Game Development Community

Where is the cursor ACTUALLY set in the MissionEditor..

by Dusty Monk · in Torque Game Engine · 05/03/2007 (9:46 am) · 1 replies

(Caveat -- I'm posting this from memory, as I'm at work and all my source is at home. Advance apologies if I've misnamed/mispelled any of the classes I'm referring to. Hopefully you know which one's I'm talking about.)

So I've derived my own control from guiTSCtrl, as both MissionEditor and TerrainEditor do (actually, they derive from EditTSCtrl I think, which in turn is derived from guiTSCtrl), and I want to do some of the swank things they do with the cursor. Now both of these classes set up arrays of cursors, so the cursors are all initialized at loadtime, and then whenever they "setCursor", they're simply changing the mCurrentCursor point to point to the appropriately pre-loaded cursor from the array.

What I *can't* seem to find is where these classes actually inform the canvas that this is the cursor to use. That is, I see all the places in code where they set mCurrentCursor to be the cursor of choice based on mouse location or other actions, but I can't find anywhere the equivalent of a
gCanvas->setCursor(mCurrentCursor). And cause I think the cursor handling in MissionEditor and TerrainEditor is pretty swank, I want to set mine up to work like theirs. Is there some lower level thing that's picking up mCurrentCursor and setting it, or maybe some script code I'm missing that's actually turning mCurrentCursor into the canvas' cursor?

Thanks in advance.

D.

About the author

Dusty Monk is founder and president of Windstorm Studios, an independant game studio. Formerly a sr. programmer at Ensemble Studios, Dusty has worked on AAA titles such as Age of Empires II & III, and Halo Wars.


#1
05/04/2007 (12:07 pm)
I figured this out for anyone that ever wonders something similar.

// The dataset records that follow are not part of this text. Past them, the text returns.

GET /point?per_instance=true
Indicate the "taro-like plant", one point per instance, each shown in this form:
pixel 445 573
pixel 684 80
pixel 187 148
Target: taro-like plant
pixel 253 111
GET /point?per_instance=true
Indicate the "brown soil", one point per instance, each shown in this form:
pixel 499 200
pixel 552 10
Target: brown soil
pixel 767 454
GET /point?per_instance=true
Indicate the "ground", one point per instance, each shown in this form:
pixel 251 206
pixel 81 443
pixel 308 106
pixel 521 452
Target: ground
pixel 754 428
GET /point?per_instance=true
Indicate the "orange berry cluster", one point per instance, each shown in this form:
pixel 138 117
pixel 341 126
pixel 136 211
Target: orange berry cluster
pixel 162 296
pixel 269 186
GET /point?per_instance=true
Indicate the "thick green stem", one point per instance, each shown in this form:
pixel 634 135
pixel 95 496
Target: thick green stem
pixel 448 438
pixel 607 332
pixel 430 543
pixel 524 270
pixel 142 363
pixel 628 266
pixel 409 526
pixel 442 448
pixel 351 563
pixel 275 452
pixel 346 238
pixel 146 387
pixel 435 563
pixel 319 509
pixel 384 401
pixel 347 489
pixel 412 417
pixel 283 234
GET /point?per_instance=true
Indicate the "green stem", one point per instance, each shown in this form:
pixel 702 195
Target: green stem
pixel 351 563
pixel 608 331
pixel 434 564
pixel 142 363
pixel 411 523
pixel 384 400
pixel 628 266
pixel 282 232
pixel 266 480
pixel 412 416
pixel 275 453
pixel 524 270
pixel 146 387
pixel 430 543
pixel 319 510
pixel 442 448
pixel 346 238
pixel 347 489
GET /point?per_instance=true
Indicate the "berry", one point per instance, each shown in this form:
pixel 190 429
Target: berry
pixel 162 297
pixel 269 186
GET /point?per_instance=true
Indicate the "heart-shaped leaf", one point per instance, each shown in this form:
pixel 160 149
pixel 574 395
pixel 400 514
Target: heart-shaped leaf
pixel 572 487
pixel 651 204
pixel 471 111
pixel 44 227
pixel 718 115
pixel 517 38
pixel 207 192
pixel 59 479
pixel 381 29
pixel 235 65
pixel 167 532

Turns down at the basic GuiControl level, each control can have a notion of its own cursor. The RenderFrame method will query the current control that has focus for its cursor per update, and use that if it's available. If it's not available, then it uses the canvas' default cursor (which is what you set when you call
canvas->setCursor(blah). The canvas queries the control through the virtual "getCursor" method. SO, WorldEditor and TerrainEditor both override this function to return their current cursor, and that is the cursor that is displayed whenever that control is active. Swank huh? No canvas->setCursor necessary!